Initial feedback on the Energy Performance Contract
The Centre and Alsace regions of France pioneered the use of the Energy Performance Contract (EPC) for renovating and operating their schools. As part of a study carried out on behalf of ADEME, the CSTB analyzed both projects over three years, from design to full use. The summary of lessons learned was finalized in November 2014 and provides the first operational feedback on the EPC scheme in France. It is an essential guide for widespread deployment. Its recommendations are also extremely valuable to all project ownners and operators seeking sustainable improvement of energy performance in property assets.
Promoting energy upgrades of buildings in Colombes
The city of Colombes on the outskirts of Paris wanted to communicate about the challenges of energy upgrades of buildings and identify stimulus measures. As part of this initiative, it commissioned DRIEA, CEREMA and the CSTB to research specific case examples, the results of which were published in May 2014. The role of the CSTB was to analyze system upgrade scenarios in two condominium buildings.
Studying electromagnetic fields with the Phéline platform
On October 3, 2014, the CNRS, Joseph Fourier University, Institut National Polytechnique of Grenoble, University of Savoie and the CSTB signed a partnership agreement to pool their expertise in electromagnetism to form the Phéline platform. As more and more devices and equipment generating electromagnetic fields appear in our environment, the challenge is to fully understand the levels at which people are exposed in order to meet the expectations of state and the public.

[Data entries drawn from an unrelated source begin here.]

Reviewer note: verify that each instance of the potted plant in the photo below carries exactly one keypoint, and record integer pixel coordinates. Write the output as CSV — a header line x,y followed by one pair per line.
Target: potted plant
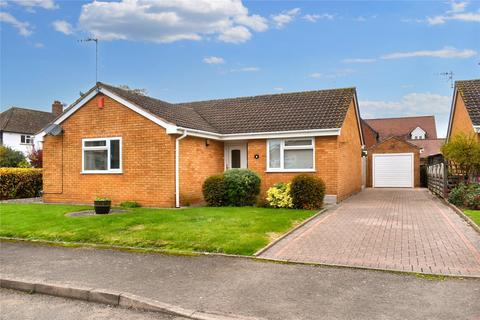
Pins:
x,y
102,205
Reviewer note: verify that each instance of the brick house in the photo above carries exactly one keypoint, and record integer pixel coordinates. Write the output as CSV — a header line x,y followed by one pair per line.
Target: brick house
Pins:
x,y
465,112
396,149
123,145
19,125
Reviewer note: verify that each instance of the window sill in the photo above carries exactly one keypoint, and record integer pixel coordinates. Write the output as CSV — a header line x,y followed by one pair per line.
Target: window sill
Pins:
x,y
290,170
101,172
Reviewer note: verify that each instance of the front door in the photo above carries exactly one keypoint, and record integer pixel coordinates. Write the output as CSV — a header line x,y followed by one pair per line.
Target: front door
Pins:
x,y
236,155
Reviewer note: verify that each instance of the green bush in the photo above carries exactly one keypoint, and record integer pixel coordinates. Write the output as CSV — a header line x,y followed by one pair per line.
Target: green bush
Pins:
x,y
10,158
18,183
457,194
130,204
214,190
242,187
307,192
466,195
278,196
235,187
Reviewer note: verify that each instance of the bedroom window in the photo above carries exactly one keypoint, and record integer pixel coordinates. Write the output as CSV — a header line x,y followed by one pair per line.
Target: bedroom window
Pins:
x,y
294,155
102,155
26,139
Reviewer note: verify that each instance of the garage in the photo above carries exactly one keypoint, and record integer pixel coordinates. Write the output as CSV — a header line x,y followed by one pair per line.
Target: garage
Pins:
x,y
393,170
393,163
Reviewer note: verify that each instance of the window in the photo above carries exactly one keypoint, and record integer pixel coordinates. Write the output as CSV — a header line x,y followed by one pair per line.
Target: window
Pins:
x,y
103,155
291,155
26,139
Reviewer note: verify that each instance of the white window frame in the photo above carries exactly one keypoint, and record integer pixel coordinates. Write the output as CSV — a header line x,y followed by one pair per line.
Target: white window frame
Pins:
x,y
282,158
107,147
27,138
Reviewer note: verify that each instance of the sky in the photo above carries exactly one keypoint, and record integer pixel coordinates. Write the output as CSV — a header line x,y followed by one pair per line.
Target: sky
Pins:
x,y
393,52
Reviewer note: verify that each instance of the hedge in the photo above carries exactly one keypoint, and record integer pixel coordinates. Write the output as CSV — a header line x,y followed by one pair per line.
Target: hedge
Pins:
x,y
16,183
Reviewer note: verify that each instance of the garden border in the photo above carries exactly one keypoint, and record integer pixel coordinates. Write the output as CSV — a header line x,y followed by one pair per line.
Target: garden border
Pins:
x,y
283,236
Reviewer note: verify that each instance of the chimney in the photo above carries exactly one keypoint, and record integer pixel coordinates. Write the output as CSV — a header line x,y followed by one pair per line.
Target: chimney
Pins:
x,y
57,108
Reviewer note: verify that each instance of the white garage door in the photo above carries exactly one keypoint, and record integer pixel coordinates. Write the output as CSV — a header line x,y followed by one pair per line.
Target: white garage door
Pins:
x,y
393,170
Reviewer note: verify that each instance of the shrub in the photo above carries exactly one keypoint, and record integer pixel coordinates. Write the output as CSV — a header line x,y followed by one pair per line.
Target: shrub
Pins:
x,y
18,183
457,194
307,192
279,196
10,158
214,190
130,204
242,186
464,150
466,195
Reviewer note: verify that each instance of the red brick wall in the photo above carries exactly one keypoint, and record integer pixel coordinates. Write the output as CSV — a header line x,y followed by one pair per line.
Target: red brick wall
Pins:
x,y
197,162
147,152
325,164
349,156
394,146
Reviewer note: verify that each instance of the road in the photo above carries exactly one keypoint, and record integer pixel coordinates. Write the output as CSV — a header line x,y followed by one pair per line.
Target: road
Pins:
x,y
23,306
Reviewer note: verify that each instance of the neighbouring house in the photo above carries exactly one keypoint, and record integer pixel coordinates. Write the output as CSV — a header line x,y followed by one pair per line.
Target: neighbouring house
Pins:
x,y
396,149
465,111
19,125
116,143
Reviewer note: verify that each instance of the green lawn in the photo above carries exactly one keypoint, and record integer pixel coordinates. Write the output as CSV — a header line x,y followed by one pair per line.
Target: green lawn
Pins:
x,y
474,215
227,230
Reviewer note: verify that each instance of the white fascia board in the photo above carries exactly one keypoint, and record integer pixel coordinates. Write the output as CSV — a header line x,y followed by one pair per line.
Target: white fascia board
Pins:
x,y
169,127
261,135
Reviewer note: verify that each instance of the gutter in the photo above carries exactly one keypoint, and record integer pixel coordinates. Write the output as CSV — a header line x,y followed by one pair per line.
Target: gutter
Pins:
x,y
177,168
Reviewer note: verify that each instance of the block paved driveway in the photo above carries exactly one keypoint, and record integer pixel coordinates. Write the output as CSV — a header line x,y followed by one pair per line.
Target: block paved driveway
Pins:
x,y
392,229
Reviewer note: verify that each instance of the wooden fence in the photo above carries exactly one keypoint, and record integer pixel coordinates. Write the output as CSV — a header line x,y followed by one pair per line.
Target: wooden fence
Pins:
x,y
443,176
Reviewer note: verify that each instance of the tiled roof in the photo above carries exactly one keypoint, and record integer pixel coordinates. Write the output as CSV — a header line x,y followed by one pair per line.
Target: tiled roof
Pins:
x,y
430,146
470,91
402,127
23,120
322,109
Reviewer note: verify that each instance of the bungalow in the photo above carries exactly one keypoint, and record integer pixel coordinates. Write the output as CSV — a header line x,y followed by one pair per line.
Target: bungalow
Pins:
x,y
120,144
465,112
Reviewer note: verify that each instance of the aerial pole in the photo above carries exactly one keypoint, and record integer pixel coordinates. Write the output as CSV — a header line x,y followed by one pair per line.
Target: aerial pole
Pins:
x,y
96,54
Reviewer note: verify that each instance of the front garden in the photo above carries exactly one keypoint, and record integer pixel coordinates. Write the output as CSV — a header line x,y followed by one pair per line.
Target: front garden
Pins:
x,y
234,230
236,221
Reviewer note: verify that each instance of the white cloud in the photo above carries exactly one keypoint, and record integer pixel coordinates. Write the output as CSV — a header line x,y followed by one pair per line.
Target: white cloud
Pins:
x,y
213,60
458,6
316,17
246,69
456,13
165,21
285,17
359,60
412,104
23,28
30,4
63,27
331,75
446,52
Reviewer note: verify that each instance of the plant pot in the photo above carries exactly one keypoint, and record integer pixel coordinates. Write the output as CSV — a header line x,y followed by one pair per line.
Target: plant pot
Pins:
x,y
102,207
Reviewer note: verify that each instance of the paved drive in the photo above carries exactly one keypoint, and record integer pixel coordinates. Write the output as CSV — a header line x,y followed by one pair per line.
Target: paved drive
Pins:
x,y
248,287
394,229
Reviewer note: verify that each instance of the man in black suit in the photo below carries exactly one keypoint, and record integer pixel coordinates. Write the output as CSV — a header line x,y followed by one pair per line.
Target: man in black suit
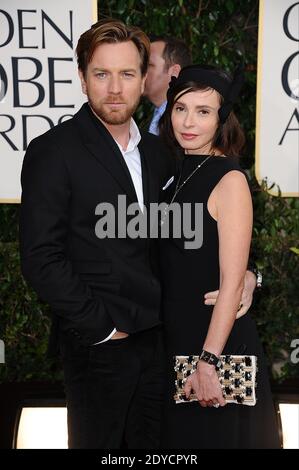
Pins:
x,y
104,293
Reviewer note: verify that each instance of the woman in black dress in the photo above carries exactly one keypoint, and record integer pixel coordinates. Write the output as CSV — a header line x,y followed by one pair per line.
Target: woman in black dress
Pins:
x,y
200,122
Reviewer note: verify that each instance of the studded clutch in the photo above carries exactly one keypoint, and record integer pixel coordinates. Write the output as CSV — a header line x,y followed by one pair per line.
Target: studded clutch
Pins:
x,y
237,377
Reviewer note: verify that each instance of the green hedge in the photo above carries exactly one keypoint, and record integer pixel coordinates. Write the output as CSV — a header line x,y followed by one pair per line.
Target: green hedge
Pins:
x,y
222,32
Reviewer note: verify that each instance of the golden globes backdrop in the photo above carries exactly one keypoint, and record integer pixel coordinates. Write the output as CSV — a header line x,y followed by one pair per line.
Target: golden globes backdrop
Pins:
x,y
277,127
39,85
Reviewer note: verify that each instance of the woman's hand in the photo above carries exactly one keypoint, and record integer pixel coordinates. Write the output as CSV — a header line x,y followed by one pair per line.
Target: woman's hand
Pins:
x,y
205,384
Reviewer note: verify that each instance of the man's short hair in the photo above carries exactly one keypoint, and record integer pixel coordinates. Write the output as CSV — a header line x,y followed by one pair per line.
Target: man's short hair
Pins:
x,y
110,31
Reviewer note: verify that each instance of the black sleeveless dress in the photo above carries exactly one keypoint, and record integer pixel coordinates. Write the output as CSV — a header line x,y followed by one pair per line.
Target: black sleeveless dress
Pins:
x,y
187,274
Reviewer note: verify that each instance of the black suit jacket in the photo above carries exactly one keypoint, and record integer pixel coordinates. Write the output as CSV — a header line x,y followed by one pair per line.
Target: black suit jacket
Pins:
x,y
92,284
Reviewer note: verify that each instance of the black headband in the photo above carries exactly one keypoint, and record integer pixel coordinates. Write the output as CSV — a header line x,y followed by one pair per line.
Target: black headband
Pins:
x,y
213,78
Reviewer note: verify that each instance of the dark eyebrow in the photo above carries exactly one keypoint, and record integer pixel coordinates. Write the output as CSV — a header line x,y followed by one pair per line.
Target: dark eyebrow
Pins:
x,y
99,69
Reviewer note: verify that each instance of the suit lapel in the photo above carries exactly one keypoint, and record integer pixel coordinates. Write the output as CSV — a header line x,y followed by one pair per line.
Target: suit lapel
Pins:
x,y
102,146
149,178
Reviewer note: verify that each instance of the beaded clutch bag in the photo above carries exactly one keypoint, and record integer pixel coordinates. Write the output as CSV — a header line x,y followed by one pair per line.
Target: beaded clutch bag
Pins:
x,y
237,377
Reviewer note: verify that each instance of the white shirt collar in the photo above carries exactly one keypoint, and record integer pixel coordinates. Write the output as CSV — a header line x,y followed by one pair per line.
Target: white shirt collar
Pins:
x,y
134,140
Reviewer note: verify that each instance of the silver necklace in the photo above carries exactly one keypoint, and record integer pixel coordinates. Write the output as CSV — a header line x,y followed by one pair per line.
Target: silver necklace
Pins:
x,y
180,186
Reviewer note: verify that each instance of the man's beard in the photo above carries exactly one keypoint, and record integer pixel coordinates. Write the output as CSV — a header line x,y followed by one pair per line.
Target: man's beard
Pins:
x,y
114,117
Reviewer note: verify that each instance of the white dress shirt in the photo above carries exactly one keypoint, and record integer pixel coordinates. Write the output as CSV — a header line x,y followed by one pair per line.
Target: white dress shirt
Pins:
x,y
132,158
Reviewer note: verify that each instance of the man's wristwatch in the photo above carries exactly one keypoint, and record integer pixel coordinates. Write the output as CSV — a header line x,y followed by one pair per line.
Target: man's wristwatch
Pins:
x,y
210,358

Optimizing use of high performance concrete
With high-profile uses in the mesh walls of the Musée des Civilisations de l’Europe et de la Méditerranée in Marseille and the Louis Vuitton Foundation in Paris, fibre-reinforced concrete is used to create complex architectural components. To optimize its use in terms of performance and cost, a working group led by Lafarge Group in partnership with the CSTB developed new benchmarks for sizing this innovative material.